Nigeria’s secret police, the State Security Service (SSS), has ordered the removal of parts of the internationally acclaimed movie, Half of a Yellow Sun, before it can be screened in Nigeria.
Based on the Nigeria-Biafra War of 1967-70, the movie is adapted from a book of the same title by Chimamanda Ngozi Adichie and turned into film by Biyi Bandele. Both Adichie and Bandele are wave-making Nigerian writers based abroad – Adichie in America and Bandele in Britain.
The almost $10 million wide screen movie has already been screened to international audiences abroad but the Nigerian screening billed for April 25 and then shifted to May 2, 2014, could not hold, as the Nigerian Film and Video Censors Board (NFVCB) withheld approval.
A report this morning in The Guardian said that feelers from the SSS (also known as State Security Department) “indicate that certain scenes in the movie are too inflammatory at this critical moment of grave security concerns to allow them be aired the way they are.
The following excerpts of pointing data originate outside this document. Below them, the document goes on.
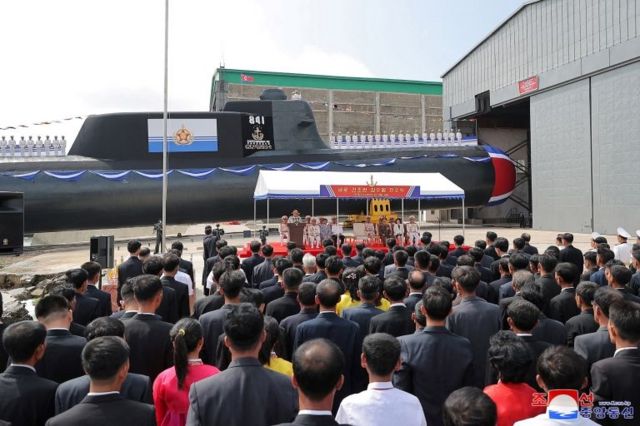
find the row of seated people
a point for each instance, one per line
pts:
(439, 328)
(317, 231)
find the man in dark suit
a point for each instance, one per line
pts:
(617, 378)
(168, 308)
(231, 283)
(416, 282)
(474, 318)
(359, 258)
(135, 387)
(273, 290)
(214, 300)
(264, 270)
(397, 320)
(245, 393)
(490, 250)
(318, 367)
(505, 277)
(584, 322)
(349, 262)
(519, 280)
(597, 345)
(399, 267)
(571, 254)
(448, 356)
(128, 302)
(501, 247)
(171, 265)
(459, 250)
(320, 273)
(148, 335)
(308, 311)
(528, 248)
(61, 360)
(618, 277)
(185, 265)
(522, 317)
(25, 398)
(252, 261)
(604, 256)
(94, 270)
(344, 333)
(106, 360)
(86, 308)
(485, 273)
(131, 267)
(287, 305)
(368, 292)
(563, 306)
(547, 281)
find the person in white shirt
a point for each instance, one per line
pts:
(381, 404)
(622, 250)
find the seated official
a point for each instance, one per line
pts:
(135, 387)
(171, 387)
(317, 366)
(106, 361)
(381, 404)
(25, 398)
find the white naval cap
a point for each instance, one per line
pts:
(623, 233)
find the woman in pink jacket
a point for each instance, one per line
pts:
(171, 387)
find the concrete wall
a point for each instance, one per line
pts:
(544, 36)
(561, 159)
(616, 154)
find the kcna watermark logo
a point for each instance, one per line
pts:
(568, 405)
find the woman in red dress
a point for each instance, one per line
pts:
(171, 387)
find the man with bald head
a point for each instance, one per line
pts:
(344, 333)
(317, 375)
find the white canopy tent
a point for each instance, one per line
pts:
(315, 184)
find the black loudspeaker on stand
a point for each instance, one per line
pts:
(101, 251)
(11, 223)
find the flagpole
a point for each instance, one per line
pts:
(165, 115)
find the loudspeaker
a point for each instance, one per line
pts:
(11, 223)
(101, 251)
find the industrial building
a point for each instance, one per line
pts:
(557, 85)
(342, 104)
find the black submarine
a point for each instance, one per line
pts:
(112, 175)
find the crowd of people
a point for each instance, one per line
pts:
(433, 333)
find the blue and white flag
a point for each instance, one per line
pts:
(184, 134)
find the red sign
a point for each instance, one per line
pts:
(529, 85)
(366, 191)
(246, 78)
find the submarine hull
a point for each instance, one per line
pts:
(121, 143)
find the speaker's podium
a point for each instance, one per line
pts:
(296, 233)
(11, 222)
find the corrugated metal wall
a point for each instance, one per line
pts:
(543, 36)
(561, 159)
(616, 150)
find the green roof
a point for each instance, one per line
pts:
(282, 79)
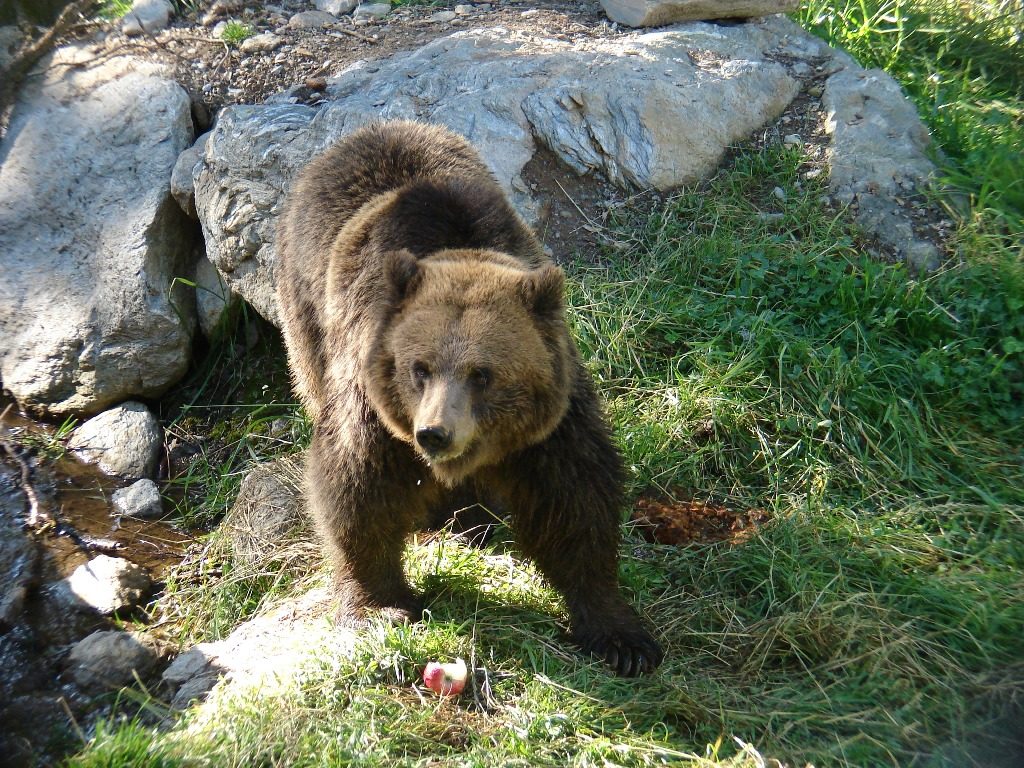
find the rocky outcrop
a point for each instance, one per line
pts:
(265, 649)
(878, 154)
(90, 239)
(651, 111)
(124, 441)
(658, 12)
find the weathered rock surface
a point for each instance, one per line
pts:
(140, 500)
(878, 154)
(658, 12)
(269, 647)
(112, 658)
(266, 511)
(182, 183)
(124, 440)
(146, 16)
(213, 297)
(90, 238)
(107, 585)
(642, 111)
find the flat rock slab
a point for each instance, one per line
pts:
(643, 111)
(659, 12)
(260, 652)
(90, 238)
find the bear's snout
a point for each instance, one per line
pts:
(433, 439)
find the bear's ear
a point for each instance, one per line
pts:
(542, 290)
(403, 271)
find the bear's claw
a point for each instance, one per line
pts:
(629, 652)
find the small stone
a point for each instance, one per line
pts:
(107, 585)
(371, 10)
(111, 658)
(140, 500)
(124, 440)
(336, 7)
(310, 19)
(262, 42)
The fear of government is that such scenes might inflame public sentiments in reopening sores already healing to cause public disaffection.”
The report said that NFVCB Director-General, Patricia Bala, has been directed to indicate the observed scenes to the producers of the film, with a view to expunging them before it could be exposed to the viewing public.
The refusal to approve the movie for release in Nigeria has sparked widespread condemnation, with many commentators describing it as unnecessary censorship.